Just an hour's drive onwards and the mountains start; they are covered ever-more densely with pine forest. The owner of a hardware shop recommended this route and it was a good suggestion. In a forgotten sky resort we chance upon a somewhat derelict motel-inn. But it claims budget prices, so we stop. In a chaotic living room the owner is stirring a pot of soup. Remarkably, the landlady turns out to be a hunchbacked old lady. Born before World War I, she has many stories to tell about the village and her travels abroad; to China and even the USSR before the fall of the Berlin Wall. Our host is resilience personified and maintains her health through a very ingenious rocking chair system.
Next morning we head towards White Sands. It appears on the horizon as a thin white line trembling in the hot desert air. On approach the dunes become visible, looking like giant white slugs moving through the prairie. A single road leads to the heart of this white sea. Cocky is planning to use some mylar to experiment in this unearthly environment. Its terrifically quiet here. There is life, judging by various footprints in the sand, and every now and then a butterfly passes. But where is that guy going to find food or shelter here!? It's blistering hot and you really need a hat and sunglasses. Sometimes an explosion, probably from the missile range, breaks the silence. We spend a few hours working in the dunes.
In the evening we pass Las Cruces, on the way to Mesilla – another tip from the guy in the hardware store. We take a short drive around the village looking for food. Along the road stands what looks like a tennis-ball tree! What appear to be tennis balls are in fact wrinkly fruit that look and smell quite edible. On this same road, cotton is also grown! Wow! The cotton plant has hard shells which break apart and release a small cloud of white fur. We take a few of these too. We end up parking next to an open door, and hearing voices, we decide to go in. It turns out this village has an amazing hidden restaurant – and we just got in through the back door. It has taken over almost all the buildings in this street, and is beautifully decorated. If ever you're somewhere close, you'll need to visit La Posta de Messila.
The next day is spent driving all the way back up the state just past Albuquerque. Armalillo is close to several Indian reserves. The whole situation between the native and current inhabitants feels like an unfinished story, and it is a factor that is always present here.
The pueblos the indians live in differ drastically from newer settlements. More plants, more animals and no roads, you just drive anywhere you want. An Indian patrol car drives around making sure visitors take no pictures: it is against their religious beliefs. People work their small plots of land trying to grow various crops, and teams of villagers of all ages walk along the hill roads, clearing trash.
Up north close to the pueblos are the Tent Rocks. These must have been sacred grounds and passages. The hills have eroded away, leaving a curved landscape. You can actually hear geology taking place, as rocks tumble down the slopes. The place is full of birds. A long hike takes you between the narrow winding walls up to the top of the mountain. It looks like a sci-fi movie landscape. (And it's amazing some of the fat tourists don't get trapped in the narrow passages up here.)

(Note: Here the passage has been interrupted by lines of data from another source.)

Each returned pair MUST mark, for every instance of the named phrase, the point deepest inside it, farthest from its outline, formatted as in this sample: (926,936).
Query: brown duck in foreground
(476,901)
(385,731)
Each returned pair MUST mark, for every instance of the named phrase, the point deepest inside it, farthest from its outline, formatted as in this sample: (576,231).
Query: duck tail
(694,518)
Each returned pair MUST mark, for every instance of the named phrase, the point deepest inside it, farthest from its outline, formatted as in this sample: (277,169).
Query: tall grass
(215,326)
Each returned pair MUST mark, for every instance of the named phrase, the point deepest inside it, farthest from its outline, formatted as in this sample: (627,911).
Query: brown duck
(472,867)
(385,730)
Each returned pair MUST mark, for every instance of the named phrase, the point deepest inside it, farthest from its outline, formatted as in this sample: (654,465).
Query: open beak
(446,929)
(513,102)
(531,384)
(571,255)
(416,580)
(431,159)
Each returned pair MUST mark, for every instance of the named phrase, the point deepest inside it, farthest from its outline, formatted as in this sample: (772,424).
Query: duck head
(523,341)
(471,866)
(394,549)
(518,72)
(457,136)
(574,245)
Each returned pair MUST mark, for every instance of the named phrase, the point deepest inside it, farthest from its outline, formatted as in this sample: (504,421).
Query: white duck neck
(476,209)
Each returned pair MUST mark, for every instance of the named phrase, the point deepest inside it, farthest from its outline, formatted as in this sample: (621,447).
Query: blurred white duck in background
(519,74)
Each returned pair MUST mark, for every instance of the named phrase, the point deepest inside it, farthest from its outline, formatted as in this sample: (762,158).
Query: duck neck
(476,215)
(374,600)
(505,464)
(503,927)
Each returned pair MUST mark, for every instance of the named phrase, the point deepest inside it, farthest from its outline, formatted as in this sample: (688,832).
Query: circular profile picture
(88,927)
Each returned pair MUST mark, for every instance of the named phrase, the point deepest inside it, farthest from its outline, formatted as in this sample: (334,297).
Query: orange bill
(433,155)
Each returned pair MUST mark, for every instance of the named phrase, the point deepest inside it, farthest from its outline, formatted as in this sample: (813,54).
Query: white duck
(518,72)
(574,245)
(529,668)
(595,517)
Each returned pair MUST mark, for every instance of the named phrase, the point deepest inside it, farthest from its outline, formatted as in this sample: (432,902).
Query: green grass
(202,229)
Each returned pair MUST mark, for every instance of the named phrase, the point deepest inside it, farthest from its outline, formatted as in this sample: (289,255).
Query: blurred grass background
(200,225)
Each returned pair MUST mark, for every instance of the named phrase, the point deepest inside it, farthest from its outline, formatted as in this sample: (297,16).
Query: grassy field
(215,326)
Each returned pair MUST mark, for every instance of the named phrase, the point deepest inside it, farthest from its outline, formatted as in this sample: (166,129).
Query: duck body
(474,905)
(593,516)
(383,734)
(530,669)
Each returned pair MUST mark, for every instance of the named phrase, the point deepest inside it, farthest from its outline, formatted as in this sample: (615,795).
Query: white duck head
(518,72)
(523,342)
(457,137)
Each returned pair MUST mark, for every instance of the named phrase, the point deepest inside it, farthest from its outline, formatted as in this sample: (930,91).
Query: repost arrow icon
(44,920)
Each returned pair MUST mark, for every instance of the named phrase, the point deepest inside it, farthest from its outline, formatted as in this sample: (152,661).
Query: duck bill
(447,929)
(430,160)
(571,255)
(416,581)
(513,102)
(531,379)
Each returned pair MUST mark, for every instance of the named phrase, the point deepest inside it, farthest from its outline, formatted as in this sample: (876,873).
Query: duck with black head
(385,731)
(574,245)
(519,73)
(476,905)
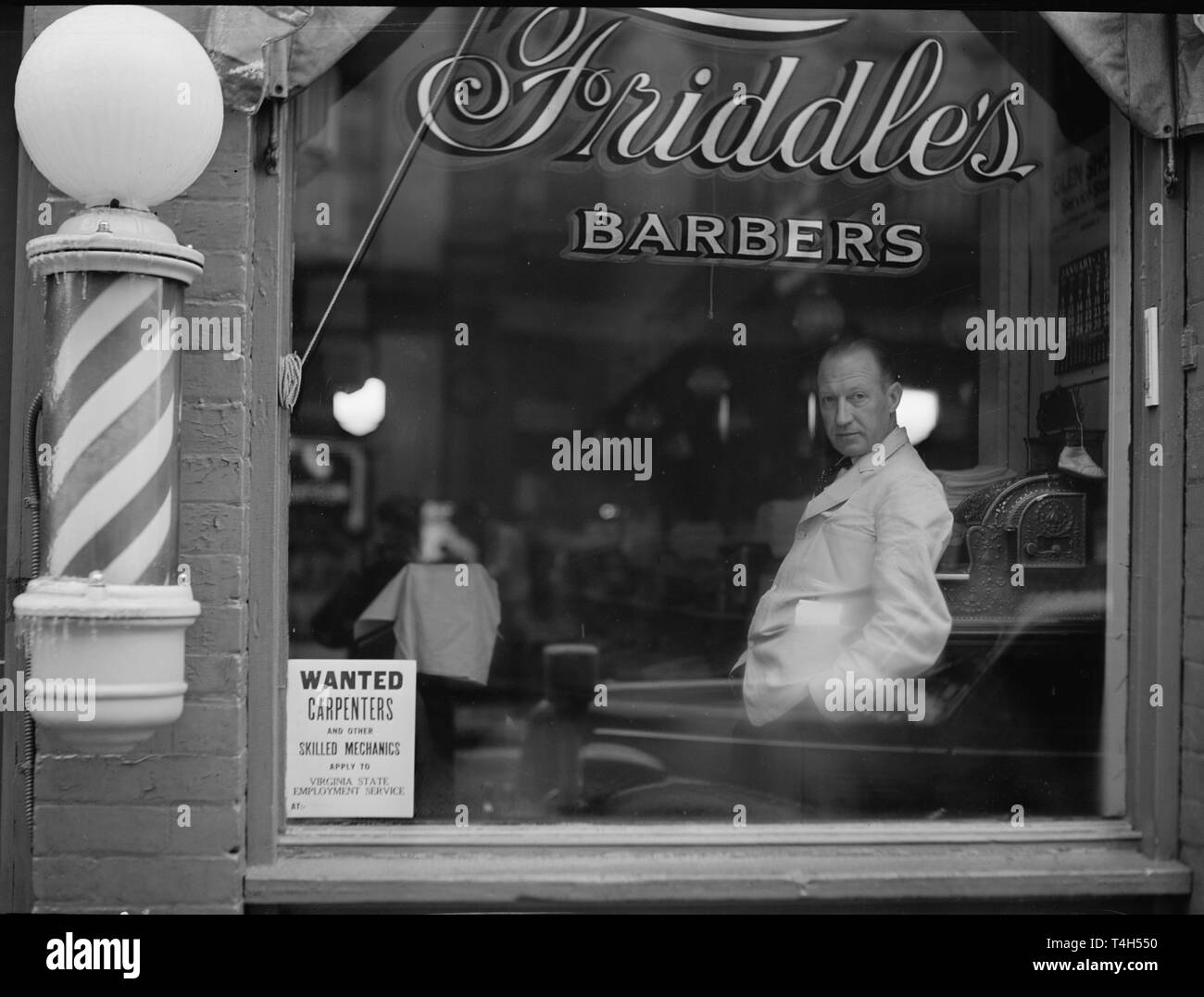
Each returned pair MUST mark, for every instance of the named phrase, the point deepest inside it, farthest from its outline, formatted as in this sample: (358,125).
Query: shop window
(583,364)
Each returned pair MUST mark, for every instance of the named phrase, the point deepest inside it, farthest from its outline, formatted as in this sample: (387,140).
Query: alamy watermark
(1027,332)
(609,453)
(168,332)
(52,695)
(875,695)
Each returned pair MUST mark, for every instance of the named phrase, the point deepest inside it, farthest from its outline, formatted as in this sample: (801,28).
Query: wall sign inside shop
(350,738)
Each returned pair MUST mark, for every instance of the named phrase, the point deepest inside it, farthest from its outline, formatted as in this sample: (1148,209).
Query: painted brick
(229,175)
(100,829)
(213,428)
(208,728)
(225,275)
(207,224)
(1193,729)
(209,528)
(139,778)
(212,477)
(104,829)
(216,675)
(209,831)
(220,629)
(209,377)
(217,578)
(132,880)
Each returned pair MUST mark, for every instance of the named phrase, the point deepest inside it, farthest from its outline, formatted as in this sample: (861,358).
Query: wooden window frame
(903,861)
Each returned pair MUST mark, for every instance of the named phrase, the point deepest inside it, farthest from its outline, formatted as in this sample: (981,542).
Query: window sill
(834,862)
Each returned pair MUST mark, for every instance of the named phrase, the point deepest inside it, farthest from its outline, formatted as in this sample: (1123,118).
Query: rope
(292,367)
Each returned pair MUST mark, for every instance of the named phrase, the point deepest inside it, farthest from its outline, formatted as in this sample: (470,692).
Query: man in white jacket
(856,597)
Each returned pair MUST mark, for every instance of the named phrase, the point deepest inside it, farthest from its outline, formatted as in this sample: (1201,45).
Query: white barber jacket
(858,591)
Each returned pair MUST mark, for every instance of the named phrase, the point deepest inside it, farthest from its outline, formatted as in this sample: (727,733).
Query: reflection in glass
(626,576)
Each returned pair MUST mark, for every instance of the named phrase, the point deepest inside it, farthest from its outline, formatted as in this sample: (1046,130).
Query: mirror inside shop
(718,419)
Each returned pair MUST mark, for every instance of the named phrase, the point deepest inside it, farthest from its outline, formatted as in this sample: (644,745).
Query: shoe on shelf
(1075,460)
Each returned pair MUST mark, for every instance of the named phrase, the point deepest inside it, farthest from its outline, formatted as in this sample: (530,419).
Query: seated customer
(856,595)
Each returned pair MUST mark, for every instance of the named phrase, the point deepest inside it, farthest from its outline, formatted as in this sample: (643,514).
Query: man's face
(856,401)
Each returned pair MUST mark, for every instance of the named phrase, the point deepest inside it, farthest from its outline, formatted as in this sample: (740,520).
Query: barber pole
(112,416)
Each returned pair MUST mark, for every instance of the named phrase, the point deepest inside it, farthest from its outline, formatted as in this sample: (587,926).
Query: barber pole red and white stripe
(112,423)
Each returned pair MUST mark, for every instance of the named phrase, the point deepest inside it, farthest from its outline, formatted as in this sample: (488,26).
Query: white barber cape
(858,591)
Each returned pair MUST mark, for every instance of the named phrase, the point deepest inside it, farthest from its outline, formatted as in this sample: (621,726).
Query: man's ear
(895,395)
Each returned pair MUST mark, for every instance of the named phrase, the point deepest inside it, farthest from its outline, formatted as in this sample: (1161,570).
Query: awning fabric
(318,37)
(1148,64)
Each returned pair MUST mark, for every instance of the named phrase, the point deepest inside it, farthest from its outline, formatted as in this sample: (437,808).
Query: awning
(1148,64)
(237,40)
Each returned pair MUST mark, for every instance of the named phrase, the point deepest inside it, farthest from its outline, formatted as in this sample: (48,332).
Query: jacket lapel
(843,488)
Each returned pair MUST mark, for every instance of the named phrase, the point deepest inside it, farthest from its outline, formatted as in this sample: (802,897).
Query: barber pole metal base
(108,616)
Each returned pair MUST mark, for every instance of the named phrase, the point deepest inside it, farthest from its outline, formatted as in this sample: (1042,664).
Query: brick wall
(1192,741)
(109,831)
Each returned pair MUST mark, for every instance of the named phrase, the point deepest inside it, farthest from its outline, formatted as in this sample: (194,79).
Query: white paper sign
(350,738)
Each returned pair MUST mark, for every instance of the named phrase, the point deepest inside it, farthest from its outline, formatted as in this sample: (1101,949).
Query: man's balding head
(859,392)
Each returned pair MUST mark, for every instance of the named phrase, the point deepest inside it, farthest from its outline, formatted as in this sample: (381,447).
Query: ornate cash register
(1022,580)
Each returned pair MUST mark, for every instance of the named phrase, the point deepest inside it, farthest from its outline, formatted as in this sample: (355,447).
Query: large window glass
(582,360)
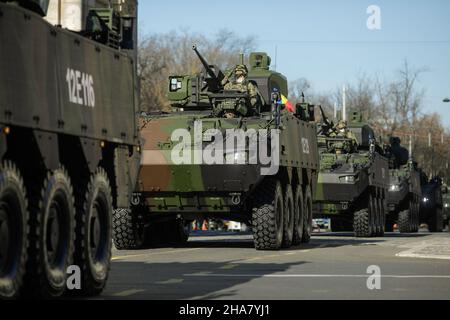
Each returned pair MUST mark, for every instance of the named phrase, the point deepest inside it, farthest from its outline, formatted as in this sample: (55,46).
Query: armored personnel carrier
(404,189)
(69,146)
(432,205)
(353,179)
(217,157)
(446,206)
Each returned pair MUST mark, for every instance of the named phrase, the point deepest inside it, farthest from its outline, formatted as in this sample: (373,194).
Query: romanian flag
(287,103)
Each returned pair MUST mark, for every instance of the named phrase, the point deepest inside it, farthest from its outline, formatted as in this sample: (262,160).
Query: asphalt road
(332,266)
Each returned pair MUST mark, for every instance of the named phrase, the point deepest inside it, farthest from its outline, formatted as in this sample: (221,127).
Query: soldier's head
(342,125)
(240,73)
(395,141)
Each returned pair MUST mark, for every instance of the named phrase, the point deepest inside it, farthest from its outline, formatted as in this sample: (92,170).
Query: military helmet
(341,125)
(241,70)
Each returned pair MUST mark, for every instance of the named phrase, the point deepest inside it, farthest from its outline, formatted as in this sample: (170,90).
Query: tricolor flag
(287,103)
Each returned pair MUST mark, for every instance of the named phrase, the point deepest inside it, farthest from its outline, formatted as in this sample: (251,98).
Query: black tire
(373,215)
(389,225)
(361,224)
(404,221)
(94,233)
(382,217)
(13,231)
(307,226)
(52,231)
(413,206)
(299,216)
(288,229)
(267,217)
(128,234)
(182,231)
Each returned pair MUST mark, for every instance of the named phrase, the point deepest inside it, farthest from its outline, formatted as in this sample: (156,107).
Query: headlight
(237,157)
(175,84)
(394,188)
(240,157)
(348,179)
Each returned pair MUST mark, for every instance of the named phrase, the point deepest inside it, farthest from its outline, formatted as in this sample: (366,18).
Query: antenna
(410,147)
(344,103)
(276,58)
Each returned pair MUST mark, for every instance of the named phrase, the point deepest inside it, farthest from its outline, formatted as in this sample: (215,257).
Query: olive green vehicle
(353,180)
(446,205)
(277,203)
(69,143)
(405,190)
(432,211)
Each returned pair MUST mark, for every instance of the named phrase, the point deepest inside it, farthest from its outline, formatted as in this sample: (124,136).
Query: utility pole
(344,103)
(335,111)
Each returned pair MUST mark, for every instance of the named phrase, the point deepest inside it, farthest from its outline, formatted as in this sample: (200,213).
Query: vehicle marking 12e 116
(81,88)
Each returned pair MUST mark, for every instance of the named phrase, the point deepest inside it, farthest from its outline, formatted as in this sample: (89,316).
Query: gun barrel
(204,63)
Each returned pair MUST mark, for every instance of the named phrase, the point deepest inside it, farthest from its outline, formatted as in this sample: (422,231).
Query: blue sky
(327,41)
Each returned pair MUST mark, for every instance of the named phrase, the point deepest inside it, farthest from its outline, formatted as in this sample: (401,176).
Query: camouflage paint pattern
(37,93)
(167,187)
(345,178)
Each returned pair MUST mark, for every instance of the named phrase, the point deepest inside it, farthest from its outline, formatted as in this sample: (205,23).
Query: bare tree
(161,55)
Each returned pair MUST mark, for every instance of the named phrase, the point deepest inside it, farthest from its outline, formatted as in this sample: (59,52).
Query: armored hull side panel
(56,81)
(167,187)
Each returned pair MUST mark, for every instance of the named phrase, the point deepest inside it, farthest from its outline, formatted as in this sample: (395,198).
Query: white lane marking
(171,281)
(411,254)
(127,293)
(154,254)
(432,249)
(315,276)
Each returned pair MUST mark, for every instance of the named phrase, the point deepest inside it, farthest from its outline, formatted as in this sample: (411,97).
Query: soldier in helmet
(240,83)
(341,131)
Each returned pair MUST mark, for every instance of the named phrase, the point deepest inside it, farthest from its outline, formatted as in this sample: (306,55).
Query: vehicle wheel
(414,216)
(94,233)
(307,226)
(52,230)
(288,229)
(267,218)
(299,216)
(373,216)
(382,217)
(389,224)
(361,224)
(436,221)
(128,234)
(404,221)
(13,231)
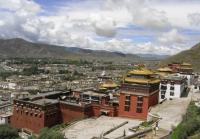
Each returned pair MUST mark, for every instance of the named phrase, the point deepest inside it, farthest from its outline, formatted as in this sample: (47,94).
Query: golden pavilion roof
(146,76)
(141,71)
(142,81)
(108,84)
(186,64)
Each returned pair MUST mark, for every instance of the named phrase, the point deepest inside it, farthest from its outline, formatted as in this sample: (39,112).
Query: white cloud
(194,19)
(105,27)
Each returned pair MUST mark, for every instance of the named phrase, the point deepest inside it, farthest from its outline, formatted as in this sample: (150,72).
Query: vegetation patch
(190,125)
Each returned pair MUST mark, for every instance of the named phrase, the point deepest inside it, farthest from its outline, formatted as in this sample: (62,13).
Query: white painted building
(171,86)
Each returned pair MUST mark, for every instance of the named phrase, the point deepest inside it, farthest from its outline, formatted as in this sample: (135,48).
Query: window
(128,97)
(171,87)
(140,98)
(163,87)
(126,108)
(163,94)
(171,93)
(139,110)
(139,104)
(127,102)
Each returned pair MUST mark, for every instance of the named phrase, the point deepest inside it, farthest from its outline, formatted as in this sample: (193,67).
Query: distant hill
(152,56)
(192,56)
(12,48)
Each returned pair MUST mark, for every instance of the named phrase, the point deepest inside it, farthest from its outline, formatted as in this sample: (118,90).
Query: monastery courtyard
(171,112)
(95,127)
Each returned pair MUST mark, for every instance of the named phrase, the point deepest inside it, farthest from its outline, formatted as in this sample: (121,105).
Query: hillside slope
(22,48)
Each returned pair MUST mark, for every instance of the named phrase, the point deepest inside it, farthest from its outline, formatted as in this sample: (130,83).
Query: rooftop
(173,77)
(141,71)
(92,93)
(164,69)
(45,101)
(109,84)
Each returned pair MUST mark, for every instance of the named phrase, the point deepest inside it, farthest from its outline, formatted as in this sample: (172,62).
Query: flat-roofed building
(172,86)
(139,91)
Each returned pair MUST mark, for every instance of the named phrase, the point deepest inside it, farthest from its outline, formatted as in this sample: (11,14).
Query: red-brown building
(139,91)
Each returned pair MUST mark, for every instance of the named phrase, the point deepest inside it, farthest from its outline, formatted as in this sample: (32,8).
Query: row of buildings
(139,90)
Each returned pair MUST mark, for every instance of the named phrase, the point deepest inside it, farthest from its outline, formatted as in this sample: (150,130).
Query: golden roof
(141,71)
(108,84)
(144,81)
(186,64)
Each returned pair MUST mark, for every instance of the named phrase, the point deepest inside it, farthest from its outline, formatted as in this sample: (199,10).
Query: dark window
(126,108)
(171,87)
(128,97)
(139,110)
(171,93)
(140,98)
(163,94)
(139,104)
(127,103)
(163,87)
(172,83)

The next day is spent in Santa Fe, the most European city we've seen here. Food is great. Very nice single-gear bike shops too. But we need to get back. There is only just time to revisit the Balloon Museum and see if the museum shop has some literature on balloon construction. The shop isn't quite what we'd hoped, but while talking to the people at the counter we show some of Cocky's work. They are very enthusiastic; other people are called in who in turn call others, and soon we are talking to the head curator of the museum. She really likes the work, and has some excellent ideas too.
After that we return the car, visit the university campus and prepare for the flight back home. At the campus bookstore we find a small bookle entitled Research is Ceremony, by Shawn Wilson. It is an inspiring exploration of indigenous research methods.